Just as dangerously, while a Foreign Minister may personally disagree with a government's foreign policy, the nature of the role demands institutional discipline, a capacity to silence personal opinion in favour of conveying the state's unified stance. But in our case, we are dealing with a Minister who not only defies this obligation, but insists on publicly displaying his dissent and marketing it as policy. He has become a threat to any diplomatic endeavour championed by the President.
The Minister's latest achievement, widely reported by the media, is his alleged intention to summon the Iranian ambassador to Lebanon, Mojtaba Amani, in protest over a tweet concerning disarmament. At first glance, one might assume the ambassador interfered in a purely Lebanese matter, and that his tweet addressed Hezbollah's disarmament or, as the Minister claims, the notion that arms should be held exclusively by the state. But I seriously doubt the Minister even read the tweet. I therefore urge everyone who commented, or plans to comment, on the Minister's announcement to summon the Iranian ambassador on grounds of interfering in internal Lebanese affairs, violating diplomatic norms, or insulting the President (who holds the monopoly over arms as a constitutional principle), to first read what the ambassador actually said.

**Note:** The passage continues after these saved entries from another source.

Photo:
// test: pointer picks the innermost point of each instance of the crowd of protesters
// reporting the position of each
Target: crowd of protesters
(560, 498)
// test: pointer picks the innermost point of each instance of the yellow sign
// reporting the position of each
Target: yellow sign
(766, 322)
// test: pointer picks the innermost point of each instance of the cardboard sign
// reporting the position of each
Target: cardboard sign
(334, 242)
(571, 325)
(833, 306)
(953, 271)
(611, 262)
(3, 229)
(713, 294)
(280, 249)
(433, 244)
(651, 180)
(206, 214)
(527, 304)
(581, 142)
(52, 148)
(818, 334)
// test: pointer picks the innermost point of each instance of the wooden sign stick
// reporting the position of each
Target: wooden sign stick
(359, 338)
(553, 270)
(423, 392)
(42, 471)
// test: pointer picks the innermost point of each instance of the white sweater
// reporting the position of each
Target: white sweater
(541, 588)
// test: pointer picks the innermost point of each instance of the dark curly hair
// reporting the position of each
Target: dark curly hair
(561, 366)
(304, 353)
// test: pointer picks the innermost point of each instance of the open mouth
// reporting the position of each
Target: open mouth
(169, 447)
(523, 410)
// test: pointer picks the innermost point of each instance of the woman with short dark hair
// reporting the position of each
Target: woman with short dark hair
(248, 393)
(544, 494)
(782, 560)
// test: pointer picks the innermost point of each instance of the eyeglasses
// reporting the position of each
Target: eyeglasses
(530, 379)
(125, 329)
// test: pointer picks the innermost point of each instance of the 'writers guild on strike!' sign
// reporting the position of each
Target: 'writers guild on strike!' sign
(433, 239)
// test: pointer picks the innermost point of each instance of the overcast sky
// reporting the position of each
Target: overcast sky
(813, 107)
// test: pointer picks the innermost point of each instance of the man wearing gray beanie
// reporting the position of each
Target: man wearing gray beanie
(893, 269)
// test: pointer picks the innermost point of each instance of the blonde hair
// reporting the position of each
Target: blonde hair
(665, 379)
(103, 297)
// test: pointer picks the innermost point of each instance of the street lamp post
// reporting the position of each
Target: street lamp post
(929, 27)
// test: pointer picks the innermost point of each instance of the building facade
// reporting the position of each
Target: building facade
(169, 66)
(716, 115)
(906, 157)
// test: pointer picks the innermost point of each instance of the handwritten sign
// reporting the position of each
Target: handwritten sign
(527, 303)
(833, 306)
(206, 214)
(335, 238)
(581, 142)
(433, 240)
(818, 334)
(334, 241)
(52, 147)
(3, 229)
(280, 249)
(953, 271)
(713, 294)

Here is Ambassador Mojtaba Amani's tweet: 'The disarmament project is a clear conspiracy against states. At a time when the United States continues to supply the Zionist entity with the latest weapons and missiles, it prevents other countries from arming and strengthening their armies, and pressures others to reduce or destroy their arsenals under various pretexts. Once these countries yield to the demands of disarmament, they become vulnerable to invasion and occupation, just as happened in Iraq, Libya, and Syria. We in the Islamic Republic of Iran are fully aware of the dangers of this conspiracy and its threat to the security of the region's peoples. We warn others not to fall into the enemy's trap. Maintaining a deterrent capability is the first line of defence for sovereignty and independence, and it must never be compromised.'
A brilliant tweet by the Iranian ambassador on the importance of regional states maintaining their military capabilities, generally referring to their national armies, and of pursuing further armament, because surrendering weapons invites occupation and humiliation. He provides examples, and points out that the very America pushing for disarmament is the same America arming Israel to the teeth. He adds that Iran, which is being pressured over its missile arsenal, will not submit. There is no harm in taking this as advice addressed to Lebanon and other states in the region, especially since the tweet mentions neither Lebanon nor Hezbollah, nor the issue of exclusive state control over arms, nor any other matter the Minister seeks to exploit.
The ambassador's message is clear: 'Arm your armies. Enhance your deterrent power. Do not fall for the disarmament trap.' If the Lebanese Army were to arm itself and benefit from the capabilities of the Resistance, would that violate the concept of exclusive state control over arms that the President defends?
When Morgan Ortagus stood at the presidential podium and thanked the enemy, the Minister felt no diplomatic sensitivity. In a TV interview, she even mocked Lebanon, asking sarcastically, 'Where is Lebanon?' When questioned about the President's refusal to engage in negotiations proposed by Washington, she said, 'That's not what the President tells us', an obvious attempt to undermine the President's credibility. Just days ago, she made a deeply offensive remark about a major Lebanese leader, former head of the Progressive Socialist Party, Walid Jumblatt. Yet the Foreign Minister did not once feel the need to formally address Washington to say: Your envoy is disrespectful, kindly replace her for the sake of our bilateral relations.